杉山「えっ、そんな人間が赤字の会社立て直せる? つーかこんな小娘が何で社長や?」


前田「この会社、もうダメかも?……」

と、前田が呟く。


杉山「おいっ!」

冷めた目で前田を見る杉山。


杉山「思ってても、口に出したらアカンぞ!」


前田「冗談! 冗談ですよ!」

笑いながら否定する前田。


秋元「……あぁ……」

何か言いたげだが、何も言えず、困惑顔の秋元。

   


【大会議室】


ハーモニー社・本社の大会議室で、定例会が行われている。

十人の会社役員達が席に着いている。


会長である髙橋透(58歳)が緊張しながら、始めに挨拶をする。

   

透「えー、社長に就任して頂きました中村真彩さんです。これから改革を進めて頂き、会社を立て直して頂きます。どうか皆さん宜しくお願い致します」


約半数の役員達は、笑顔で、歓迎を兼ねた拍手をする。

しかし、後の役員達は渋い顔をしている。


真彩は、役員達をしっかり観察している。

そして真彩、役員達に社長就任の挨拶をする。  

  

真彩「中村真彩と申します。会社の早期黒字化の為に、粉骨砕身の覚悟を持って取り組みます。どうか若輩者にお力をお貸し下さい……」


その後、真彩が目指すべきビジョンや、目標を明らかにし、黒字化への計画を役員達に説明する。


話終わり、役員達に深く頭を下げる真彩。


渋い顔をしている役員達は、真彩の挨拶が終わると、眉間に皺を寄せている者や、頭を左右に振る者もいる。

真彩の社長就任に反対した者達だ。


真彩、冷たい空気、空間の中、その者達の顔色を伺う。


唯一、温かい空気を真彩に与えてくれる秘書の優衣が、真彩の横に座り、テキパキと紙媒体の資料を見せたり、タブレットPC画面を見せて説明し、真彩を全面的にサポートしている。

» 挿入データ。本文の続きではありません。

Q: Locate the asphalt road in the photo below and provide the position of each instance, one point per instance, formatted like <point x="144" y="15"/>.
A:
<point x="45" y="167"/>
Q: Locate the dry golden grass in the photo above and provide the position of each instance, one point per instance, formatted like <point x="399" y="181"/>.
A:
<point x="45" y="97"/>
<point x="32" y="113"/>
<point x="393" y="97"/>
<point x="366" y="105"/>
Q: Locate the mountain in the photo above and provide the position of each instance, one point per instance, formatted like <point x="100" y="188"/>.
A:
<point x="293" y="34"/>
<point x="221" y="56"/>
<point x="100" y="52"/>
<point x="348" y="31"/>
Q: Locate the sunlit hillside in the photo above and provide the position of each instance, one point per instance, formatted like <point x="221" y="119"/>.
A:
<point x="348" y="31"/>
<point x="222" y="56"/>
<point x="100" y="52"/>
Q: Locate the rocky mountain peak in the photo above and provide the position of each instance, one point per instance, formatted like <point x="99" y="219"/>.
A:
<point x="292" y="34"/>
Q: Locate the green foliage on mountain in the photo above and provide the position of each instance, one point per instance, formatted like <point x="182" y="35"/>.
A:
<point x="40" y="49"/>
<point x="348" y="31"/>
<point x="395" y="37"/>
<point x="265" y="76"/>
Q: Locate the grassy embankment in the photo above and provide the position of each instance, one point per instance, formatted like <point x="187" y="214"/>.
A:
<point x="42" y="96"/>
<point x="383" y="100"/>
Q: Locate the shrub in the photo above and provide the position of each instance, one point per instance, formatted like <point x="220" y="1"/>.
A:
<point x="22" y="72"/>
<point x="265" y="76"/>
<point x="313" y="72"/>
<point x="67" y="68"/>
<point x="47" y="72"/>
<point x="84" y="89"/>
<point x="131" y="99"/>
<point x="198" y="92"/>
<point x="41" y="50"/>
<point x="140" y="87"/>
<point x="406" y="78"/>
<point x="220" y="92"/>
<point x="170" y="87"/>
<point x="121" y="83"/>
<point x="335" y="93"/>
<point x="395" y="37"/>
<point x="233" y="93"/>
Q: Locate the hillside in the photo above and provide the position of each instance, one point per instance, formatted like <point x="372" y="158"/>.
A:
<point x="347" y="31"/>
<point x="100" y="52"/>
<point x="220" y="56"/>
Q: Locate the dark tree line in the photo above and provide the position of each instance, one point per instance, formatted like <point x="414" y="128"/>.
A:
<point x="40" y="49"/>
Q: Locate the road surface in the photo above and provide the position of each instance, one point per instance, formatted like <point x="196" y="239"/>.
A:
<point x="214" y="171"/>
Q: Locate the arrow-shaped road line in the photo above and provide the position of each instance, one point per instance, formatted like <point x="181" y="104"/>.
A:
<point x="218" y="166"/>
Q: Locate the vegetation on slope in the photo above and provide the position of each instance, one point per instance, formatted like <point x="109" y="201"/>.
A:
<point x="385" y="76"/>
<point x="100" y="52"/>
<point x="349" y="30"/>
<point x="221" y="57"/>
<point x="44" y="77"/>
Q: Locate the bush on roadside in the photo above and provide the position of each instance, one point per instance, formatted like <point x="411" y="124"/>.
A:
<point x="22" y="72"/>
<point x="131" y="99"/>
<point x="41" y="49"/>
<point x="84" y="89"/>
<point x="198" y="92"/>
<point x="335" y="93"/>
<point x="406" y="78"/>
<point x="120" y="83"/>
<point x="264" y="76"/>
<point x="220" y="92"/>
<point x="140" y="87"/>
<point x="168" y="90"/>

そして、年度始めの定例会が終わると、真彩、直ぐに席を立ち、渋い顔をしていた役員達の元に挨拶に行く。


真彩「柳田さん、宜しくお願いします」

と、真っ先に副社長の柳田亮平(58歳)の所に行き、頭を下げる真彩。


柳田は、真彩が目の前に現れると、

柳田「あぁ、宜しくお願いします」

と、普通に挨拶をする。

しかし、笑顔はない。


そして、あからさまに頭を左右させ、真彩の就任に反対していた、専務の生田圭吾(58歳)の所にも行き、

真彩「生田さん、宜しくお願いします」

と言って、頭を下げる真彩。 


生田「あぁ、宜しくお願いしますね」

と言うが、柳田と同じ様に、生田の顔にも笑顔はない。 


冷たい空気に真彩、緊張感が増す。